The treasure of the cathedral
In the medieval sacristan crypt, the cathedral’s treasury houses a rich collection of church treasures dating back to the fourth century. The treasure works are in gold, silver, bronze and ivory and include holy relics, liturgical objects, textiles, archbishop’s insignia, medieval sculptures and burials of Franconia.
The south tower
The platform of the south tower of Cologne Cathedral offers an impressive view of a height of about 100 m. To enjoy the view of the city and the Rhine, you must first climb the 533 steps. Weather permitting, it is possible to see as far as the Siebengebirge hills. The ascent of the steps leads visitors past the bell. Among the eight bells of the cathedral, the bell Saint-Pierre is the largest church bell in the world, it weighs 24 tons.
There are several ways to discover the cathedral: from the forecourt, in the light of day, one will be struck by the dark and wide facade whose towers seem to really want to touch the sky. Or in the evening, arriving in Cologne, leaving the station. It is seen with a green light … It is difficult to describe the strangeness that emerges from the monument, due to both its almost incongruous location and the effect caused by the green reflections on the stone black. The jewel of Cologne is undoubtedly its cathedral. 157 m high, it is today classified in the cultural heritage of humanity. Cologne Cathedral is still a witness to the strength and persistence of the Christian faith in Europe.
Information and times about KÖLN DOM – CATHEDRAL OF COLOGNE
Open every day from November to April from 6h to 19h30, from May to October until 21h. No visits during Masses. Treasury open every day from 10h to 18h, entry 4 €, reduced price 2 €. South tower: 3 €.
Member Reviews for KÖLN DOM – COLOGNE CATHEDRAL
Beautiful cathedral, visible from all corners of the city. Forecourt and portal of great beauty. The interior is beautiful. You can reach by stairs (533 steps) to the highest tower of the church. From there, we have a 360 view of the city … it’s a shame that there is a fence all around that partially obstructs our view.

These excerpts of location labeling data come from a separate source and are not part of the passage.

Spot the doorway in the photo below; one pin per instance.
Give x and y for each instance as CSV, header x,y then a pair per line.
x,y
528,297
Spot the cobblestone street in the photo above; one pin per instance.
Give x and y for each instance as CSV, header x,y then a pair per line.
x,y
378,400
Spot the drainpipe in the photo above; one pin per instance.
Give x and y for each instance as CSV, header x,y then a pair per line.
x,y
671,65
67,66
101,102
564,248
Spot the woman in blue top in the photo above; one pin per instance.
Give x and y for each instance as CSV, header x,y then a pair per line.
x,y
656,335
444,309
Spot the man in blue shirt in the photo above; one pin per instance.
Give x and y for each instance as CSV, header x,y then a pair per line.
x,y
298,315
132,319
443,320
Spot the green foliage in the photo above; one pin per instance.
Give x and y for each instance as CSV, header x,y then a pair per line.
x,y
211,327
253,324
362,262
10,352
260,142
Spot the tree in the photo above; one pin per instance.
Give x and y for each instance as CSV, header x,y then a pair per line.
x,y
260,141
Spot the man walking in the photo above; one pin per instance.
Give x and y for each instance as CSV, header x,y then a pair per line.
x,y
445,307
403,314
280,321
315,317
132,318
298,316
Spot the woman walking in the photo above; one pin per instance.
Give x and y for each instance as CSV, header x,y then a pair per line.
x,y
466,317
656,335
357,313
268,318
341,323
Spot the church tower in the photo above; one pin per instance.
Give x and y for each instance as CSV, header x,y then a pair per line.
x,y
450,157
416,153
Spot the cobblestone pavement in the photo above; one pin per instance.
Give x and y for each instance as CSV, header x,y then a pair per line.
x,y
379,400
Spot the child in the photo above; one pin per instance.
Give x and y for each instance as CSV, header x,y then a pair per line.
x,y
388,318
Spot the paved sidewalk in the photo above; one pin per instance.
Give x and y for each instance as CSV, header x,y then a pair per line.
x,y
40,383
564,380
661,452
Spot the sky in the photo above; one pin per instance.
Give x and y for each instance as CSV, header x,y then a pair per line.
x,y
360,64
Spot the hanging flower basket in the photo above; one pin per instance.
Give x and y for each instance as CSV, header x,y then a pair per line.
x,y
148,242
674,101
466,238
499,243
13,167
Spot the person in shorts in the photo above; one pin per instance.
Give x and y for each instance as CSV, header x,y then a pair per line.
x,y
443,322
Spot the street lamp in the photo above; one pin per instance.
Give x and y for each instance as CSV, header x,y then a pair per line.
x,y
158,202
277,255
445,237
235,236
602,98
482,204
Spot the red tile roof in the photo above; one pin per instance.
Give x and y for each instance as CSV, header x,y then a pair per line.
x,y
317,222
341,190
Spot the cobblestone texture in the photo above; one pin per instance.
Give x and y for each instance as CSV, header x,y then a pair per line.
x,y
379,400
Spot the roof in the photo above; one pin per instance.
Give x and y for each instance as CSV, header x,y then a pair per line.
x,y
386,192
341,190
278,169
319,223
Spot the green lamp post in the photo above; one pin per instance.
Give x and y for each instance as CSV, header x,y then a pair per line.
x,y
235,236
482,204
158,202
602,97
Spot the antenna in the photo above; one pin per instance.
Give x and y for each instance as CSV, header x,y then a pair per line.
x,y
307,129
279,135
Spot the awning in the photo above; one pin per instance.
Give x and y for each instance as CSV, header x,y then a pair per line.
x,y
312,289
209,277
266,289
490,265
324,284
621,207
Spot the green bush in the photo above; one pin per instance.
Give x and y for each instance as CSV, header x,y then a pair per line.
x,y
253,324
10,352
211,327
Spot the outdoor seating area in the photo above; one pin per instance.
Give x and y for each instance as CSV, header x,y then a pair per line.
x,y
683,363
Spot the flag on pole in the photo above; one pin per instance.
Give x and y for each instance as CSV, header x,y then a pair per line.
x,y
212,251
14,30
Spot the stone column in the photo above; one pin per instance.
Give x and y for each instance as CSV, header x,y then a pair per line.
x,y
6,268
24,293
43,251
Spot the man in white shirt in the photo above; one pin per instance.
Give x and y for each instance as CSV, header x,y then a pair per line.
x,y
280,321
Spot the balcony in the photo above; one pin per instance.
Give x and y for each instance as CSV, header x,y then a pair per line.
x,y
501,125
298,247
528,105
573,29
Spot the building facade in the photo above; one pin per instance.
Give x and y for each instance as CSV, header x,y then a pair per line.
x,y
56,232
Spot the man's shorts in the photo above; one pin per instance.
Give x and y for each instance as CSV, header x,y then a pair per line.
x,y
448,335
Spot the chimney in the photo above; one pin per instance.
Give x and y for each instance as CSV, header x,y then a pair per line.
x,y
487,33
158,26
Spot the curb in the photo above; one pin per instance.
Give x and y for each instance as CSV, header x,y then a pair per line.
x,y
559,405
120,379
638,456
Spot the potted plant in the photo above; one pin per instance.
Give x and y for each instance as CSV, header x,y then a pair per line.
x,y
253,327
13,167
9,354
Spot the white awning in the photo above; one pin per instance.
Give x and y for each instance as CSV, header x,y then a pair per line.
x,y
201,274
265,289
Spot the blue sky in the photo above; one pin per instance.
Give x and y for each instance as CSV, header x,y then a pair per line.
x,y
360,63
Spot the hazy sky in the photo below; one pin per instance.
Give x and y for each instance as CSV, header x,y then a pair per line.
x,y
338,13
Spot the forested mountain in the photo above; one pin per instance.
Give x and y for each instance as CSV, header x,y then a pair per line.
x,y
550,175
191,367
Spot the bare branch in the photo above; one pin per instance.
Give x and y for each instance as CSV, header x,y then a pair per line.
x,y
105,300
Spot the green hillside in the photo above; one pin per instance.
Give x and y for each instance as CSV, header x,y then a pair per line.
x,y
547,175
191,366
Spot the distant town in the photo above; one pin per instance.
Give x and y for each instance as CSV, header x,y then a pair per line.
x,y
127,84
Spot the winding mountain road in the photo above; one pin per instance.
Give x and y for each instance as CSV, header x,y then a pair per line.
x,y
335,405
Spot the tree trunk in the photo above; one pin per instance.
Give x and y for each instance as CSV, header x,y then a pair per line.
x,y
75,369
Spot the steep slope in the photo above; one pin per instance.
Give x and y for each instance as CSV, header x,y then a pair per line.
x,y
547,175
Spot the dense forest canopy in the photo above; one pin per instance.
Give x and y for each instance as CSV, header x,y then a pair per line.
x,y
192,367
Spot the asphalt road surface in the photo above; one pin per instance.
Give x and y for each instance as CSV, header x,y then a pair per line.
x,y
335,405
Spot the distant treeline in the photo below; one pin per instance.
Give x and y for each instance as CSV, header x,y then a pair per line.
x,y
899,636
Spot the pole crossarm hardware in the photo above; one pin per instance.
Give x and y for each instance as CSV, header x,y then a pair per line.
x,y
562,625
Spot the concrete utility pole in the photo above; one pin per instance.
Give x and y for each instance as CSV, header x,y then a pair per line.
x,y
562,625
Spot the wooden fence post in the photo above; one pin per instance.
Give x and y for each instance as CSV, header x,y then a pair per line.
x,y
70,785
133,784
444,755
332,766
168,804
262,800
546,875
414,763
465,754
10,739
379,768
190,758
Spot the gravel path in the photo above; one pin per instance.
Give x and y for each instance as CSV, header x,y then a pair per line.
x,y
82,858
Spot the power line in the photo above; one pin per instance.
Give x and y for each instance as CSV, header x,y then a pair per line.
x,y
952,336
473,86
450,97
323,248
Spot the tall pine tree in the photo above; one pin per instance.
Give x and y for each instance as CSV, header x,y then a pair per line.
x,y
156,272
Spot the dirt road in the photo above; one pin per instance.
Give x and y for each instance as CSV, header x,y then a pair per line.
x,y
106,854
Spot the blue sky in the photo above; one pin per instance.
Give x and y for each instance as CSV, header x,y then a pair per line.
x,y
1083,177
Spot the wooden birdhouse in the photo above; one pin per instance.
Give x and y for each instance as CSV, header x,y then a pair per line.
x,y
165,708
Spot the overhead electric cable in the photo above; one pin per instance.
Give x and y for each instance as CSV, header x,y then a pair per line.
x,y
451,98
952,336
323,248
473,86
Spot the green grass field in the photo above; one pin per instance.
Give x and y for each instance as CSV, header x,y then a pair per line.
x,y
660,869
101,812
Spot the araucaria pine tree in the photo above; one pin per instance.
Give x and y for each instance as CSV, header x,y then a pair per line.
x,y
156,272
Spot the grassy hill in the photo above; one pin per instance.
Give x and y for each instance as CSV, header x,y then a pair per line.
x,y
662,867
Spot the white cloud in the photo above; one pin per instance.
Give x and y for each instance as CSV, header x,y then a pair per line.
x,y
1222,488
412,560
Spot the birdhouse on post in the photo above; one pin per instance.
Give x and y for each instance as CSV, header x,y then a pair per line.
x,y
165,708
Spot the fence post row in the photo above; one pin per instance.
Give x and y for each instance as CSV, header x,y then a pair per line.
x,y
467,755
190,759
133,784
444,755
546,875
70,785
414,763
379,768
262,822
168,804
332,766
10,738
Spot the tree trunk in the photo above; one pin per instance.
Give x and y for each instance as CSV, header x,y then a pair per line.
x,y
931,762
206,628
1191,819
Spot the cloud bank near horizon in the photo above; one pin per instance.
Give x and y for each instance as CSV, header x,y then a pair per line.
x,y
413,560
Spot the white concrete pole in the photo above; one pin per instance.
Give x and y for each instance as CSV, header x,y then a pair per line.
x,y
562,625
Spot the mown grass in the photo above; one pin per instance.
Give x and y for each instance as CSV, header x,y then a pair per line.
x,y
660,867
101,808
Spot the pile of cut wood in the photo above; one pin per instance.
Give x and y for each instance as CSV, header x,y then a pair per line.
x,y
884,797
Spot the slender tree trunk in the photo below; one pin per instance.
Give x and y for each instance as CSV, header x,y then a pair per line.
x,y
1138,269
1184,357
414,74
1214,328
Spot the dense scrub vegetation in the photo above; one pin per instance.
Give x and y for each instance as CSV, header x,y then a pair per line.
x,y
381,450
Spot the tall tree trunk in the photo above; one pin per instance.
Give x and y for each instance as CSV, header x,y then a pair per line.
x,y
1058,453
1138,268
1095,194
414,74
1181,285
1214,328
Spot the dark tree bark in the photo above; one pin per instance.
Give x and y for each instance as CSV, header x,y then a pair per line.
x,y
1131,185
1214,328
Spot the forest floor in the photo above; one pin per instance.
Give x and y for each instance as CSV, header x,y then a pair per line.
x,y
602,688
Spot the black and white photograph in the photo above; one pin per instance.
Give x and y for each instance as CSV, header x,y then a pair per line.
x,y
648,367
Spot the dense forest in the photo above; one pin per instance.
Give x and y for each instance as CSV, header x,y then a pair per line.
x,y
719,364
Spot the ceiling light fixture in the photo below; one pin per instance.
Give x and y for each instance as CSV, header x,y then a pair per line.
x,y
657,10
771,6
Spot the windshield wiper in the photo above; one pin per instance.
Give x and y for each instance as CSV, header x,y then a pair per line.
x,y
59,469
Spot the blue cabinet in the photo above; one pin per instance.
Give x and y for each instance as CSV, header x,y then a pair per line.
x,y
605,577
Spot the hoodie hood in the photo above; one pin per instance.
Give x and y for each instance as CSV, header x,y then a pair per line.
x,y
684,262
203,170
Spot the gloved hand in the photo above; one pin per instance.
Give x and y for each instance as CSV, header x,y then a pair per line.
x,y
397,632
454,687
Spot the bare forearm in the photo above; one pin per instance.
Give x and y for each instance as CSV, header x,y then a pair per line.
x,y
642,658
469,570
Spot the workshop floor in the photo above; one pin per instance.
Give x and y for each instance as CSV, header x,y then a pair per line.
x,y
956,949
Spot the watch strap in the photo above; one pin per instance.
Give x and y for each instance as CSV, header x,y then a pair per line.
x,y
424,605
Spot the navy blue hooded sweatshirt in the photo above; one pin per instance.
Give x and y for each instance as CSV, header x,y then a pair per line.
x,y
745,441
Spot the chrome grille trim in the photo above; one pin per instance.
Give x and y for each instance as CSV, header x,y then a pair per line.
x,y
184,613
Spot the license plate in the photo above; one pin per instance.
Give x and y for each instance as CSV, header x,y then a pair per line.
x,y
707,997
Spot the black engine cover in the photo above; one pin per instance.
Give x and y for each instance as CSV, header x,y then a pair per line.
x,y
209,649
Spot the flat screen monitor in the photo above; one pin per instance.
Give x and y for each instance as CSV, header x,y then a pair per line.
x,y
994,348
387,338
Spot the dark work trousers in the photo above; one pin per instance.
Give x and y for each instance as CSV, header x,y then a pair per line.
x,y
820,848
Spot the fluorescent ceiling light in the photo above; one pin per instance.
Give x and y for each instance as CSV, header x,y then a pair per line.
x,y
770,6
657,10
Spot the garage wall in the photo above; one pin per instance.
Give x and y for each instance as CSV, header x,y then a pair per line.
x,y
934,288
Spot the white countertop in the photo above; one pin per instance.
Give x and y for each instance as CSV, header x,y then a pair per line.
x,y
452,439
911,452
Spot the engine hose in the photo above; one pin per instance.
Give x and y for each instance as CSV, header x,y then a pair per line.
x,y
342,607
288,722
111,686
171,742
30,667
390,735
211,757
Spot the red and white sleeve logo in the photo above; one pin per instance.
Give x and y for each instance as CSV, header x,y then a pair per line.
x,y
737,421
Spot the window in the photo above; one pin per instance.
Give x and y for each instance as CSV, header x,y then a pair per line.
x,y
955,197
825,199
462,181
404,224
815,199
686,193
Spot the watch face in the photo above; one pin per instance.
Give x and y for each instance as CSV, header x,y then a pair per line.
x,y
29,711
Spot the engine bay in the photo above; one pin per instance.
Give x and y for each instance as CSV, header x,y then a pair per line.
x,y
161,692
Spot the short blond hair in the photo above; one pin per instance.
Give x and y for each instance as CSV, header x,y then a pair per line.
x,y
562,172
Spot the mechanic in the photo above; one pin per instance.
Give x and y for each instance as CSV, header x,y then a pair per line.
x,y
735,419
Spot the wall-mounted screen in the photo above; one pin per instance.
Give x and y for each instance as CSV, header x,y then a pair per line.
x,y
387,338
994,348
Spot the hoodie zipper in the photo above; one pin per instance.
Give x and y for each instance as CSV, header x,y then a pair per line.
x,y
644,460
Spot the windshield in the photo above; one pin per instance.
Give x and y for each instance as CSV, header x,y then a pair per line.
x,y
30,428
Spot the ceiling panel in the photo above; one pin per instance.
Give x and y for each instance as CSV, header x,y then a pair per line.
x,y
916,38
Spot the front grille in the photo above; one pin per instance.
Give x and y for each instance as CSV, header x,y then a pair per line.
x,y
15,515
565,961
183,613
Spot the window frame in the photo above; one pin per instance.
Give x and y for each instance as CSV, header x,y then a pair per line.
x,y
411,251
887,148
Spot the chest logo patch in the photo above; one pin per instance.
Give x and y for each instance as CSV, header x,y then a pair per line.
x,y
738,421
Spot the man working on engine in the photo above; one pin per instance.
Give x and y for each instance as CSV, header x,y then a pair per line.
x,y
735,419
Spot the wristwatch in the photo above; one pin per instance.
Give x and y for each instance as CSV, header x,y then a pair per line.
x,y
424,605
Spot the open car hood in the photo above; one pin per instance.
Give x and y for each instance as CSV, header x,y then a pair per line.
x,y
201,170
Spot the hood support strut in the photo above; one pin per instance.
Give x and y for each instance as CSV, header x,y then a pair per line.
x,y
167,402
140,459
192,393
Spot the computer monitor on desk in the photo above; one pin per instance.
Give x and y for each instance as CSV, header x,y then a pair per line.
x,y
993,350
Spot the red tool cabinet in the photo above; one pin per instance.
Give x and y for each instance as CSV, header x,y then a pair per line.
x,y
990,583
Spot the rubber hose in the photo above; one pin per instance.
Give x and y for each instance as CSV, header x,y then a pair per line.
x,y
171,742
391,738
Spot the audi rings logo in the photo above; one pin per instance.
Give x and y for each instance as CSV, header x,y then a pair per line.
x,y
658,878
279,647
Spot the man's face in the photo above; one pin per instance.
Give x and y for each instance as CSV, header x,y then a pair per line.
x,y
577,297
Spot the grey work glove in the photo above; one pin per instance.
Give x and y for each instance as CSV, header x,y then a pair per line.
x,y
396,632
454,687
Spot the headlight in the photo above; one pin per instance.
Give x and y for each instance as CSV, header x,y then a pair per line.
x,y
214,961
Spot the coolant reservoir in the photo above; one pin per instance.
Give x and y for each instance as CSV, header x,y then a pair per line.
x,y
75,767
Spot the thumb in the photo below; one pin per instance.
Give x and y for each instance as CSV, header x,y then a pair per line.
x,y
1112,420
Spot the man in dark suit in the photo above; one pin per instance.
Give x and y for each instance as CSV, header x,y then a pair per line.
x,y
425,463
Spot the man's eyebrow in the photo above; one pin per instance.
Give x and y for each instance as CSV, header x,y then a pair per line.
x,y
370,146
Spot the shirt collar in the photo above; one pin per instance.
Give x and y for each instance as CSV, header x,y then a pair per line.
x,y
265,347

To see imperatively during a trip to Cologne! This is the first thing you see coming out of the station, impossible to miss. To do for the most motivated and sporty of you: the climb to the top of the tower (on foot!) To admire the magnificent panorama over the city
Cathedral impressive, assaulted by tourists. The dome is accessible for a panorama of the city, but do not expect a sensational view since everything is closed by a fence at the top, but at least we have evacuated the few extra pounds and we will have felt all smells of others on the stairs.
Do it anyway because the spiral staircase is an experience in itself.